Spotify’s ‘Launch In To Video’… Isn’t; It’s Just More Free-Paid Push-Pull

Jimi Hendrix video on Spotify

After months of offering advance releases, exclusives and competition prizes as inducements to premium subscribers, Spotify is now doing the opposite. Sort of.

The music service is making a song and dance about an “exclusive” new Jimi Hendrix video – it’s first ever video foray – that’s only available to its free users.

Spotify announced its pleasure at bagging a “world exclusive” on the video – but Twitter filled up with depressed onlookers, perceiving Spotify has launched a new video service, scratching their heads that they couldn’t see it.

But Tweeters, chillax – the video, which appears on the Home page for free Spotify users, is a one-off paid ad placement by Sony (NYSE: SNE) Music for the forthcoming new Hendrix album, Valleys Of Neptune – and paying customers don’t see ads.

What’s more, premium customers will get an exclusive five-day window on the album when it drops on March 4. In this sense, the free video drives sign-ups to the paid service.

Just as Last.fm now has animated ad spots, a video is a perfectly acceptable ad format for Spotify to try as it looks for as many income sources as possible, and as it tries to juice various configurations of free-paid synergy.

In a backward way, the grumbles may be an encouraging sign – everyone complaining they are blocked out is actually a premium subscriber.
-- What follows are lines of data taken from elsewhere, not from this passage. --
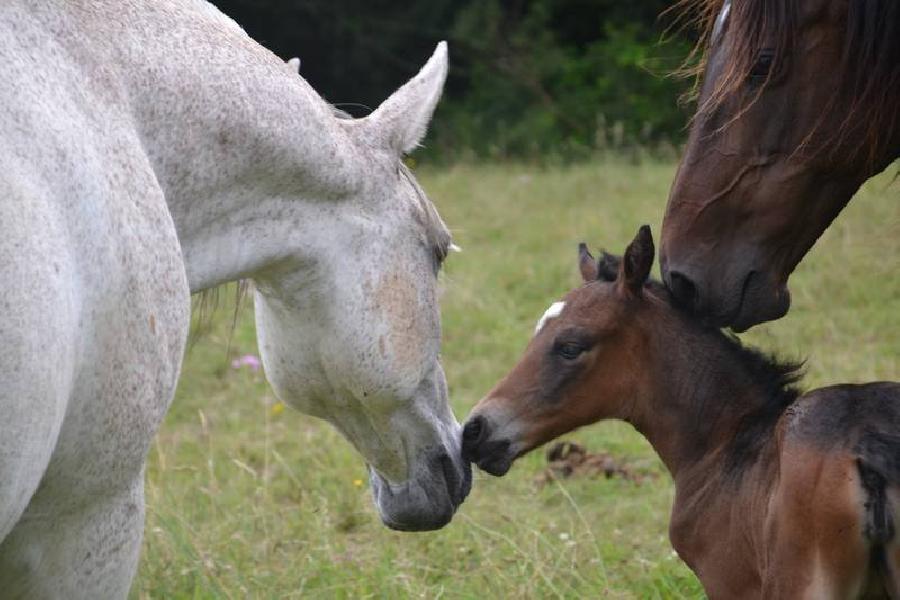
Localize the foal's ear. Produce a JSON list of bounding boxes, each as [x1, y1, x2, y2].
[[579, 244, 622, 282], [597, 251, 621, 282], [578, 243, 598, 282], [618, 225, 654, 296], [360, 42, 448, 155]]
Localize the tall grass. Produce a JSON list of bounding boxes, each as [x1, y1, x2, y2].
[[134, 159, 898, 598]]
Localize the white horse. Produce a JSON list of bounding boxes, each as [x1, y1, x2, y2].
[[0, 1, 470, 596]]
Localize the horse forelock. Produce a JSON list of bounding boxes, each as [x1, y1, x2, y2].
[[676, 0, 798, 115], [677, 0, 900, 164]]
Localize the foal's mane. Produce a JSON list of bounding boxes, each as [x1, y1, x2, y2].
[[671, 0, 900, 164], [646, 283, 804, 475], [708, 328, 804, 475]]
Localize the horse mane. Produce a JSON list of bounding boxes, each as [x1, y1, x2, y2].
[[712, 330, 804, 475], [645, 282, 804, 476], [399, 163, 454, 263], [672, 0, 900, 165]]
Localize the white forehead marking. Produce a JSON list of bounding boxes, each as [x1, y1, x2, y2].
[[534, 301, 566, 335], [712, 0, 731, 42]]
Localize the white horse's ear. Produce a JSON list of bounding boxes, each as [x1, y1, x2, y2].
[[362, 42, 447, 155], [286, 57, 301, 73]]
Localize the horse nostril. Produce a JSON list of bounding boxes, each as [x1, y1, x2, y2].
[[668, 271, 700, 312], [462, 416, 488, 461], [463, 416, 484, 443]]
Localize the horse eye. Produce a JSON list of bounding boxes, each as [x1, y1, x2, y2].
[[748, 49, 775, 85], [556, 342, 585, 360]]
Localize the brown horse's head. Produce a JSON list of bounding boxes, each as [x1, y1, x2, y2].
[[462, 226, 660, 475], [660, 0, 900, 331]]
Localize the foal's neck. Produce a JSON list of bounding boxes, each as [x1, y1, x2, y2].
[[633, 323, 791, 484], [93, 1, 363, 291]]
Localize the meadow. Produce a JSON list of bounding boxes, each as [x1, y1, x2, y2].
[[134, 159, 899, 598]]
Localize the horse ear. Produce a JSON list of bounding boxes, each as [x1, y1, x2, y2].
[[618, 225, 654, 296], [597, 251, 621, 282], [360, 42, 448, 155], [578, 243, 598, 282]]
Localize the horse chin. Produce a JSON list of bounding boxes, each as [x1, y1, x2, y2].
[[368, 455, 472, 532], [730, 274, 791, 332]]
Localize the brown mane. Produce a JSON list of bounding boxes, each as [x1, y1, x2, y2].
[[671, 0, 900, 165]]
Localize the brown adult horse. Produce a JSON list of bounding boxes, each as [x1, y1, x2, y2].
[[462, 227, 900, 598], [660, 0, 900, 331]]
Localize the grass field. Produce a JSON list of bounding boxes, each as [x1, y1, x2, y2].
[[134, 159, 899, 598]]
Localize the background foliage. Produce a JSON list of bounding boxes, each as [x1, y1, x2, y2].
[[212, 0, 694, 161]]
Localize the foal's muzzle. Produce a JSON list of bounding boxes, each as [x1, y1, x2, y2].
[[461, 415, 515, 476]]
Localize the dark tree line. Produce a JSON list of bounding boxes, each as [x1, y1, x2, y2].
[[213, 0, 695, 161]]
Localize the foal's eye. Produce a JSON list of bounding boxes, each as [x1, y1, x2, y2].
[[556, 342, 585, 360], [748, 48, 775, 86]]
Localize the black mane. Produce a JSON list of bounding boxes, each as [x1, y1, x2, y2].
[[648, 281, 804, 477], [714, 330, 804, 475]]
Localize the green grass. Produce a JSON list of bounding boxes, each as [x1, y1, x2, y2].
[[134, 159, 899, 598]]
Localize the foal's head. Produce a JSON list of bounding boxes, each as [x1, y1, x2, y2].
[[462, 226, 662, 476]]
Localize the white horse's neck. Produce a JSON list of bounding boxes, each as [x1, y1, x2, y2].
[[75, 0, 364, 291]]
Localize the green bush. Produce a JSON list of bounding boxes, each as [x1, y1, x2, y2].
[[428, 0, 693, 161]]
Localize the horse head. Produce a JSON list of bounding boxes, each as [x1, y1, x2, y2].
[[660, 0, 900, 331]]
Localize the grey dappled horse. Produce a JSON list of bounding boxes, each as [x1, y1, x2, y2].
[[0, 1, 469, 596]]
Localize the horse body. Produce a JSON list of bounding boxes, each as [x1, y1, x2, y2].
[[1, 1, 467, 596], [463, 227, 899, 598], [0, 5, 189, 595], [669, 382, 900, 599]]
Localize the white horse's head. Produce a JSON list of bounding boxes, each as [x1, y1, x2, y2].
[[253, 43, 470, 530]]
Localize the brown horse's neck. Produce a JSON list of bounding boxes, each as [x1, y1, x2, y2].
[[627, 315, 800, 483]]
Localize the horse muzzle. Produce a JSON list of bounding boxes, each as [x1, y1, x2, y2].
[[369, 448, 472, 531]]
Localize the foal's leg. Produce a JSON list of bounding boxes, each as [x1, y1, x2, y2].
[[882, 487, 899, 598], [764, 449, 872, 599]]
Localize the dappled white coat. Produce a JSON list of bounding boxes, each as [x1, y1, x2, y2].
[[0, 1, 468, 597]]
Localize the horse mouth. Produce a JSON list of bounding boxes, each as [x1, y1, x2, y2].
[[370, 450, 472, 531], [729, 271, 791, 332], [469, 440, 515, 477]]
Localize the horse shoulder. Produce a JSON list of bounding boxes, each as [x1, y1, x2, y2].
[[0, 8, 191, 502]]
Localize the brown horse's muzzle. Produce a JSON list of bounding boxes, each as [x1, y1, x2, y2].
[[661, 254, 791, 332]]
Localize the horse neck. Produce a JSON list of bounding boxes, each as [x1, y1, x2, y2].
[[630, 321, 784, 485], [81, 0, 365, 291]]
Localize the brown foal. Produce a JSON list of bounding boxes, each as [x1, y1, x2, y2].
[[462, 226, 900, 599]]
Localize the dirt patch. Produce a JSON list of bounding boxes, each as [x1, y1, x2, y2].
[[534, 441, 659, 487]]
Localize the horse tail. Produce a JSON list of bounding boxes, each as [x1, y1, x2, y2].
[[855, 429, 900, 593], [856, 430, 899, 543]]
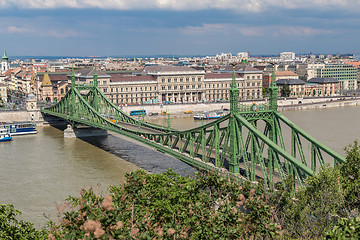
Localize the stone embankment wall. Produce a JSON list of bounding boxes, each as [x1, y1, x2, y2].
[[121, 96, 357, 115], [0, 110, 43, 123]]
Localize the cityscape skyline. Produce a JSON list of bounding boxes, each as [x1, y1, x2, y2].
[[0, 0, 359, 56]]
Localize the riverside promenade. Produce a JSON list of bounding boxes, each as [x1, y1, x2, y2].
[[0, 96, 359, 123], [122, 96, 360, 120]]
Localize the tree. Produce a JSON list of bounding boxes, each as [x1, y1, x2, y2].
[[262, 87, 270, 97], [280, 84, 291, 97], [0, 204, 47, 239], [48, 170, 279, 239]]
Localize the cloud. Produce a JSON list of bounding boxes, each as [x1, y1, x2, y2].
[[181, 23, 332, 38], [181, 23, 265, 36], [278, 26, 333, 36], [0, 0, 359, 12], [7, 26, 33, 33], [2, 23, 78, 38], [48, 29, 78, 38], [181, 24, 227, 34]]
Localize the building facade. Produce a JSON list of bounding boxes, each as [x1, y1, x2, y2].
[[307, 64, 357, 91], [0, 83, 7, 103], [101, 65, 263, 105]]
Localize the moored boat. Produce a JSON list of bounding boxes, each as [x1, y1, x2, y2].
[[1, 122, 37, 135], [194, 111, 225, 120], [0, 128, 12, 142]]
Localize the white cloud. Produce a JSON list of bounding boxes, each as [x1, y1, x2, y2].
[[48, 29, 78, 38], [7, 26, 33, 33], [181, 24, 227, 34], [0, 0, 359, 12], [181, 23, 332, 37], [2, 23, 78, 38], [278, 26, 333, 36]]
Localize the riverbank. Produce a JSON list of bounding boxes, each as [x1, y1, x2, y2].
[[0, 96, 359, 123]]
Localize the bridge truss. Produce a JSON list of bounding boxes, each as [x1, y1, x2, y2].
[[41, 67, 345, 188]]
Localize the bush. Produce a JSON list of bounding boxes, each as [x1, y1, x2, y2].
[[0, 204, 47, 240], [48, 169, 279, 239]]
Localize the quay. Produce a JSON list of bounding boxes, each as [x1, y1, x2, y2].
[[0, 96, 359, 124]]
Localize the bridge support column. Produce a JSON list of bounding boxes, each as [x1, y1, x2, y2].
[[64, 125, 108, 138]]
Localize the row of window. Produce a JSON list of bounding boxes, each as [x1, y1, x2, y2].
[[246, 75, 261, 80], [161, 77, 202, 83], [106, 82, 262, 93]]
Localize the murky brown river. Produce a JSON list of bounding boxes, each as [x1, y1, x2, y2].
[[0, 106, 359, 228]]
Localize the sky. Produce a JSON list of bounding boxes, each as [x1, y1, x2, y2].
[[0, 0, 359, 57]]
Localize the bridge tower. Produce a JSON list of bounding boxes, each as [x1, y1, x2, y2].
[[269, 65, 278, 111], [93, 65, 99, 111], [71, 68, 76, 116], [229, 66, 240, 174]]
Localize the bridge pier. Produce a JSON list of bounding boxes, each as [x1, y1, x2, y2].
[[64, 125, 108, 138]]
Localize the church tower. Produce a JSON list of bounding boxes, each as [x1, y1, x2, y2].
[[1, 51, 10, 73]]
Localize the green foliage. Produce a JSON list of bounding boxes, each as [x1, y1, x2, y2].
[[325, 217, 360, 239], [0, 204, 47, 240], [262, 87, 270, 97], [341, 140, 360, 212], [280, 84, 291, 97], [266, 140, 360, 239], [48, 169, 279, 239]]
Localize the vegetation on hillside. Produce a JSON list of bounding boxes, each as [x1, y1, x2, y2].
[[1, 141, 360, 239]]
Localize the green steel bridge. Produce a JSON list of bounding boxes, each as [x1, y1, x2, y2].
[[41, 66, 345, 188]]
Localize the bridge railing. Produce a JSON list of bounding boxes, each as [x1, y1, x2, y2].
[[238, 103, 271, 112]]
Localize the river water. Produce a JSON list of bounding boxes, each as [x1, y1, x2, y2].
[[0, 106, 359, 228]]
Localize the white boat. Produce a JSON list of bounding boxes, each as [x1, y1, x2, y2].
[[0, 128, 12, 142], [194, 111, 225, 120], [1, 122, 37, 135]]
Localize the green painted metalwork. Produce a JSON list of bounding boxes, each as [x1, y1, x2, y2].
[[41, 66, 346, 187]]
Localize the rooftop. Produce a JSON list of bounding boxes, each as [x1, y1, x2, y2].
[[276, 78, 305, 85]]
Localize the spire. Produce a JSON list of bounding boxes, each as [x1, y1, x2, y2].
[[230, 65, 239, 114], [269, 65, 278, 111], [71, 68, 75, 88], [41, 73, 52, 87], [93, 65, 98, 87], [2, 50, 8, 60]]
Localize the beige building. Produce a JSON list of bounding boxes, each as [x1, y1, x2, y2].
[[0, 83, 7, 103], [62, 65, 263, 106]]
It riled a small number of paying customers nonetheless…

The takeaway – one man’s promo is another’s exclusive piece of content.

Nor does the Hendrix vid signal a full-scale expansion in to music video. Spotify isn’t ruling a future video upgrade in or out at this point – it knows it’s far too young a company to be committing to taking on the likes of Vevo for that segment at this early stage.